Twelve

IFIND HIM ON THE LAWN, PLAYING CORNHOLE WITH A GROUP OF children.

I pause a few feet away. He’s shed his jacket, his sleeves rolled up in the afternoon light. The sun catches his curls in ways I really wish it didn’t. I’ve had enough of admiring him, enough for a lifetime. Like the saying, an embarrassment of riches—I’ve had an embarrassment of Jackson Roese.

One year into our friendship, I was, quite honestly, infatuated with him. It felt good. I know it’s not supposed to. Infatuation is supposed to vex me with prickling questions or make me fumble to get words out.

Instead, falling in love with Jackson made me feel normal, like I was who I’m supposed to be. With my dad, I’m the unsatisfying heiress, the child who has recently replaced her reverence of him with pesky outgrowths like a conscience. With Mom, I’m racked with guilt for the efforts she makes for me.
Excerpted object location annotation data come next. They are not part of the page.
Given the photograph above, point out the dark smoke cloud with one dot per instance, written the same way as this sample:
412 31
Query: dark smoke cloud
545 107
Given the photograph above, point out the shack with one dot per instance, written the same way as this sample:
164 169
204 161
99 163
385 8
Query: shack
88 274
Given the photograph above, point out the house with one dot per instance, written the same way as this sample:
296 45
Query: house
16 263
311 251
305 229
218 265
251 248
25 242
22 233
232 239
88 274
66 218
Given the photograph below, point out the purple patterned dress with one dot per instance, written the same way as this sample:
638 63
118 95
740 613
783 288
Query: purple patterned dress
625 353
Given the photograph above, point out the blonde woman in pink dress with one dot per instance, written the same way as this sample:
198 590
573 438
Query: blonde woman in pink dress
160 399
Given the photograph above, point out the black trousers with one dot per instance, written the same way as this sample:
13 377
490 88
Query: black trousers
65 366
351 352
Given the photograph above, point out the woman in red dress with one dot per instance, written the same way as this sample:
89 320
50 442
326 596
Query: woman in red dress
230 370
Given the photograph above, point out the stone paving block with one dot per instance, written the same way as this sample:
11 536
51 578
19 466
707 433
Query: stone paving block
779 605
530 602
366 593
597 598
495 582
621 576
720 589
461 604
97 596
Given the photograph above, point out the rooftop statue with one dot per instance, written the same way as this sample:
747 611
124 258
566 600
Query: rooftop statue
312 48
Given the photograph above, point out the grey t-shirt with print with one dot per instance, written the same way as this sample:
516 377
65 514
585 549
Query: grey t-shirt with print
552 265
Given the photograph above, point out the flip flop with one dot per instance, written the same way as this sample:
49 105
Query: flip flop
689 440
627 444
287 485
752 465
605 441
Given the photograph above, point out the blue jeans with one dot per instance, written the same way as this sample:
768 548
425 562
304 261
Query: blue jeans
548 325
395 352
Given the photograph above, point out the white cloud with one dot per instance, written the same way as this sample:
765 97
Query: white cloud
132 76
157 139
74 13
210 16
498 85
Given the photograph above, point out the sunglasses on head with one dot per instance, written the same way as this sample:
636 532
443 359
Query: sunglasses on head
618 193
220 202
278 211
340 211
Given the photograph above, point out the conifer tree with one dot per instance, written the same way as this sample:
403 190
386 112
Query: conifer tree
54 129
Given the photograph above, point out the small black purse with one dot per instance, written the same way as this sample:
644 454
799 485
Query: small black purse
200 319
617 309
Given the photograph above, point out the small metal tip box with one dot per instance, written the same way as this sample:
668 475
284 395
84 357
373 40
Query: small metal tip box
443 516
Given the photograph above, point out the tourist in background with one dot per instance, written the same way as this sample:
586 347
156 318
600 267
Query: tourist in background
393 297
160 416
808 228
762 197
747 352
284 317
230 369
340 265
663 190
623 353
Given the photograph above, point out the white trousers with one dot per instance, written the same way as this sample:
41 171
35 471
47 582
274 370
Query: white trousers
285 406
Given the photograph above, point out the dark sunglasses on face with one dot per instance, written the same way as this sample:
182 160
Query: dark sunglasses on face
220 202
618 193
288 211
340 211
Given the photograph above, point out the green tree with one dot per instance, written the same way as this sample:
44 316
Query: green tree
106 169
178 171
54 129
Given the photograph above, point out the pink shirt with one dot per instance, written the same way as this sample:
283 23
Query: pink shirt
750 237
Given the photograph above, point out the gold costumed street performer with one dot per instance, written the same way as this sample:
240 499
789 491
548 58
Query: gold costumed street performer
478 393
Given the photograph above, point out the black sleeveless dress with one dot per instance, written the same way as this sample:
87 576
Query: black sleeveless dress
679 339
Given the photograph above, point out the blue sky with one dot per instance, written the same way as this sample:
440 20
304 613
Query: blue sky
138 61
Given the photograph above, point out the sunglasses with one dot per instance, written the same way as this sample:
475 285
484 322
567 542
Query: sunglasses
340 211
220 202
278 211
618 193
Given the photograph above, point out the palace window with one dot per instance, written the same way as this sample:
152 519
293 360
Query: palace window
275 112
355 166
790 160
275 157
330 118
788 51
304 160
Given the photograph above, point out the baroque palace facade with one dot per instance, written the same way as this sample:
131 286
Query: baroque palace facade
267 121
With Jackson, I was none of those things. I was just a sixteen-year-old girl with a huge, wonderful crush.

He points to the cornhole board, drawing his young charges’ observation. “See, if you hit my bag off the board, then I’ll lose points—yes, just like that. Exactly. Wow, I’m really losing,” he comments, as if the development delights him. I chew my lip. His familiar speech pattern makes my heart pound painfully. “I might have to defer college,” he goes on. “I need to up my cornhole game before I’m a freshman.”

The girl near him giggles. “You don’t need to be good at cornhole for college,” she informs Jackson. “You just need to be good at math.”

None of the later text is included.